I’m learning to catch the reflex, “the market’s too crowded,” “it’s all been said,” and turn it into a brief: make the thing worth finding. Optimism as a decision I make at my desk, not a mood I wait for.
2. To remember that the future is not a place we’re going. It’s a thing we’re making. Every day, with every choice, whether we admit it or not.
Every essay I publish, and every client I take on, is a vote for a version of the future I want to live in. I’m trying to cast those votes on purpose, not by accident.
3. To be so busy making things better that you have no time to explain why things can’t improve.
I’m moving the hours I spend justifying and hedging into hours spent producing. Fewer opinions about the work, more drafts of it.
4. To understand that “it might not work” is not a reason to stop. Plan for the downside and commit to the contribution.
This one is live for me. I’m learning to look the downside in the eye honestly and then commit anyway, rather than using the risk as a place to hide.

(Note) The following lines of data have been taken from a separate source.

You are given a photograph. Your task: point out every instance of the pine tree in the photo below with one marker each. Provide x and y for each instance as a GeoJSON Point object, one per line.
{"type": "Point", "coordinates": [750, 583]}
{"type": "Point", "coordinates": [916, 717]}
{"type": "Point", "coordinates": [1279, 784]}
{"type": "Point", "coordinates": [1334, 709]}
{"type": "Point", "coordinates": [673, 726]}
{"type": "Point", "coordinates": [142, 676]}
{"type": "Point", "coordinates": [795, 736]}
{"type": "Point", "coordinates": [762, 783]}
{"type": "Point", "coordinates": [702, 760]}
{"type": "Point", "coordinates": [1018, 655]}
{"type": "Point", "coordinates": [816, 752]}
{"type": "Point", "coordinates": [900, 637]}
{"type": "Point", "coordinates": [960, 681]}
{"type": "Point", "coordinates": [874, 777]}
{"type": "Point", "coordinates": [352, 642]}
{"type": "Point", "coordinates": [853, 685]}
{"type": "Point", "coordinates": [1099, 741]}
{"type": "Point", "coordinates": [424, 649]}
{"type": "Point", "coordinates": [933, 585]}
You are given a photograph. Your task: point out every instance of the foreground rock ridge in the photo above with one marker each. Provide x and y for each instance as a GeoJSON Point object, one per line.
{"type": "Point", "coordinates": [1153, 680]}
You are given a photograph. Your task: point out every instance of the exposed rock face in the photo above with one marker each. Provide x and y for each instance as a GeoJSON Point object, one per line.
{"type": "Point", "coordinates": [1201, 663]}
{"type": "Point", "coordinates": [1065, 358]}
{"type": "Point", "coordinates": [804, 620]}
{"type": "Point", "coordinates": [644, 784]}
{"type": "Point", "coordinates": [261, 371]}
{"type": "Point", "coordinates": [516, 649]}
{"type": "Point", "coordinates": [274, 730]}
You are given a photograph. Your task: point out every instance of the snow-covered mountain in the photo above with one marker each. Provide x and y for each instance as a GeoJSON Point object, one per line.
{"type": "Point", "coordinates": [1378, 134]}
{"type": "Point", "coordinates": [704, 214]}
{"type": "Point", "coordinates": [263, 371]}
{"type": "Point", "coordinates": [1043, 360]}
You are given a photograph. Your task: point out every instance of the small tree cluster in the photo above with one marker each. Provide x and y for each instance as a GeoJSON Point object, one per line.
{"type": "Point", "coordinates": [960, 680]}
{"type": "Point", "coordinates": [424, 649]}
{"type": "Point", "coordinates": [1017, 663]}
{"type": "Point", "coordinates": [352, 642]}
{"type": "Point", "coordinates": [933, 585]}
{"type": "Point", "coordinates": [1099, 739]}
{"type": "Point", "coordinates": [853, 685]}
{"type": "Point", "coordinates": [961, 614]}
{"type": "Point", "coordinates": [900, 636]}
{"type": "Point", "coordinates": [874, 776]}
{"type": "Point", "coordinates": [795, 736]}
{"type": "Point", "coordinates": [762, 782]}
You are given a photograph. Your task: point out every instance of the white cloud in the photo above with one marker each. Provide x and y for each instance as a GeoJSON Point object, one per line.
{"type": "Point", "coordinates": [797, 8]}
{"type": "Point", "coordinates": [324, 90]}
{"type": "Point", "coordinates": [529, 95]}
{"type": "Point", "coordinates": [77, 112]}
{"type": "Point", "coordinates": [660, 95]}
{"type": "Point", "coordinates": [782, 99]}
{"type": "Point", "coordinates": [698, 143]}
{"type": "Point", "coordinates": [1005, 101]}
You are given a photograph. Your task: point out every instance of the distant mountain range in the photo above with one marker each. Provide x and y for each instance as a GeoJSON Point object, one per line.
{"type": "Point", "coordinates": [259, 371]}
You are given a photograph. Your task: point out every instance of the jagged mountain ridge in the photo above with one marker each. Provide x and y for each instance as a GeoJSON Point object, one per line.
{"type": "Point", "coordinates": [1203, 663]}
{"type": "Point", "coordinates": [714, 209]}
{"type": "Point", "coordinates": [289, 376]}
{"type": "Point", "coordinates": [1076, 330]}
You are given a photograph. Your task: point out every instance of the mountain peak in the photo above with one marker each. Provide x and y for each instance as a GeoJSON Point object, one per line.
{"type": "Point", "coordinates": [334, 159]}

5. To trade the comfort of certainty for the possibility of contribution. Certainty is for spectators.
I still crave the plan that guarantees the outcome. I’m working on shipping before I feel sure, and letting the certainty arrive later, if it arrives at all.
6. To be too generous for hoarding, too curious for cynicism, too committed for despair, and too busy shipping to permit the presence of resistance.
The hoarding one gets me, I sit on ideas telling myself I’ll “use them later.” I’m trying to give them away freely and trust there will always be more where those came from.
7. To stop waiting to be picked. The world doesn’t care about your credentials. It only cares about what you create.
Building my own publication and running my own agency is this promise made concrete: no gatekeeper and no permission slip. I have been grateful to work in marketing and community building where checking your degree isn’t that necessary.
8. To begin. Before you’re ready. Because you will never be ready.
Probably the hardest. I’m slowly accepting that “ready” is a feeling that shows up after you start, never before, and that waiting for it is just resistance wearing a respectable disguise.